Public - Droit public général
17/01/2019
Le 20 décembre 2018, la Cour européenne des droits de l’homme (CEDH) juge que l’expulsion d’un étranger à la suite d’une série de condamnations pénales est conforme à l’article 8 de la Convention européenne de sauvegarde des droits de l’Homme (CESDH).
Le requérant, ressortissant turc né et ayant vécu toute sa vie en Allemagne, est titulaire d’un permis de séjour permanent dans ce pays. Constatant de nombreuses infractions pour lesquelles il avait été condamné pénalement, les autorités allemandes ont ordonné son expulsion vers la Turquie. Malgré les recours exercés par le requérant devant les juridictions allemandes, la Cour constitutionnelle fédérale a refusé de statuer sur son pourvoi. Il porte donc le recours devant la CEDH, invoquant une violation de son droit au respect de la vie privée et familiale (CESDH, art. 8).
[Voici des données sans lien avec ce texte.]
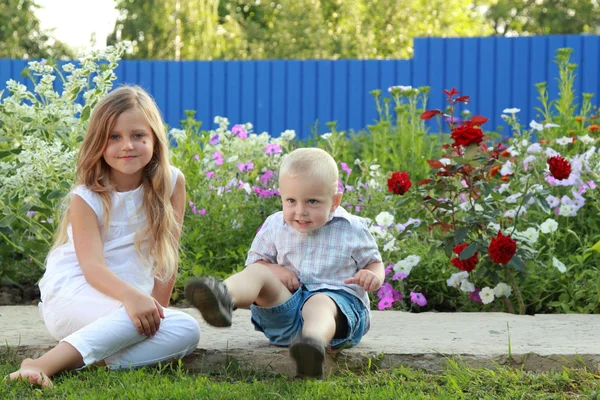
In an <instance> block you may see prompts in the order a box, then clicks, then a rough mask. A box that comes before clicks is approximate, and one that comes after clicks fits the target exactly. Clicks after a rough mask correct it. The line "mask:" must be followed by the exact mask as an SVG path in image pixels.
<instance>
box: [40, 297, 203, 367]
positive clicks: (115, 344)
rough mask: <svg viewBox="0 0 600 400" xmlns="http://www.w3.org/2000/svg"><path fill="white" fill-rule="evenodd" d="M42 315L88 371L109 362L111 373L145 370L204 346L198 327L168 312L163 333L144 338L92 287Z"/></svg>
mask: <svg viewBox="0 0 600 400" xmlns="http://www.w3.org/2000/svg"><path fill="white" fill-rule="evenodd" d="M39 306H40V312H41V314H42V317H43V319H44V323H45V324H46V327H47V328H48V331H49V332H50V334H51V335H52V336H53V337H54V338H55V339H56V340H59V341H61V342H62V341H64V342H67V343H69V344H71V345H72V346H73V347H75V349H77V351H78V352H79V353H80V354H81V356H82V357H83V362H84V364H85V365H86V366H88V365H92V364H95V363H97V362H99V361H102V360H104V361H105V362H106V365H107V366H108V367H109V368H111V369H117V368H129V367H140V366H142V365H148V364H156V363H158V362H161V361H168V360H172V359H178V358H182V357H184V356H186V355H188V354H190V353H191V352H192V351H194V349H195V348H196V346H197V345H198V341H199V340H200V327H199V326H198V322H197V321H196V320H195V319H194V318H193V317H191V316H189V315H188V314H186V313H184V312H181V311H177V310H173V309H170V308H165V309H164V314H165V318H164V319H161V323H160V327H159V328H158V332H156V334H155V335H154V336H151V337H148V336H144V335H141V334H139V333H138V331H137V329H136V328H135V325H134V324H133V322H132V321H131V319H130V318H129V316H128V315H127V312H126V311H125V308H124V307H123V304H122V303H120V302H118V301H116V300H114V299H112V298H110V297H108V296H105V295H104V294H102V293H100V292H98V291H97V290H95V289H94V288H92V287H91V286H89V287H87V288H84V290H82V291H81V292H78V293H77V294H76V295H75V296H73V297H68V298H67V297H61V296H57V295H54V296H49V298H48V299H47V300H46V301H45V302H44V303H40V304H39Z"/></svg>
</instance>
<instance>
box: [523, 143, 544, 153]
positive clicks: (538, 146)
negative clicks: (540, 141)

La CEDH devait donc se prononcer sur la légalité de l’expulsion d’un ressortissant étranger titulaire d’un permis de séjour permanent vers son pays d’origine en raison de la commission d’un grand nombre d'infractions pénales.

Cette affaire fait écho à un autre arrêt rendu récemment par la CEDH, par lequel la cour a validé l’expulsion d’un immigré délinquant multirécidiviste vers son pays d’origine, malgré l’absence de liens de l’intéressé avec ce pays. (CEDH, 23 oct. 2018, req. 7841/14, Levakovic c/ Danemark, lire Actualités du droit, 31 oct. 2018, « Validité de l’expulsion d’un immigré délinquant multirécidiviste établi de longue date dans son pays d’accueil »). Comme dans cette décision, la cour juge ici que l’expulsion n’est pas contraire à la Convention.

Nécessité de l’expulsion

La cour retient plusieurs éléments lui permettant de valider l’expulsion ordonnée par l’État allemand, dont (§ 46) :
– la nature et la gravité des infractions, commises en grande partie alors que le requérant était majeur pénalement responsable ;
– une récidive du requérant alors que son expulsion avait été ordonnée une première fois.

Concernant sa situation sociale et familiale, la cour retient notamment que (§49-51) :
– si le requérant a un enfant avec une ressortissante allemande, cette dernière dispose d’un droit de garde exclusif depuis la naissance de l’enfant ;
– le requérant n’a vécu avec sa fille que quelques mois après sa naissance et avait moins de contacts avec elle depuis que la mère avait eu un deuxième enfant avec un autre père ;
– le requérant n’est intégré ni économiquement ni socialement (il n'a jamais travaillé et vit essentiellement des prestations sociales) ;
– le requérant, malgré ses fortes attaches en Allemagne, a de solides liens de nature sociale, culturelle et familiale avec la Turquie, puisqu’il en maîtrise la langue et qu’il connaît bien les conditions de vie dans ce pays.

Mettant en balance les différents éléments à sa disposition, la cour estime que, si l’expulsion du requérant s’analyse en une atteinte à sa vie familiale du fait de sa relation avec sa fille, cette ingérence était nécessaire et justifiée par des motifs pertinents et suffisants compte tenu de la gravité des infractions pénales commises.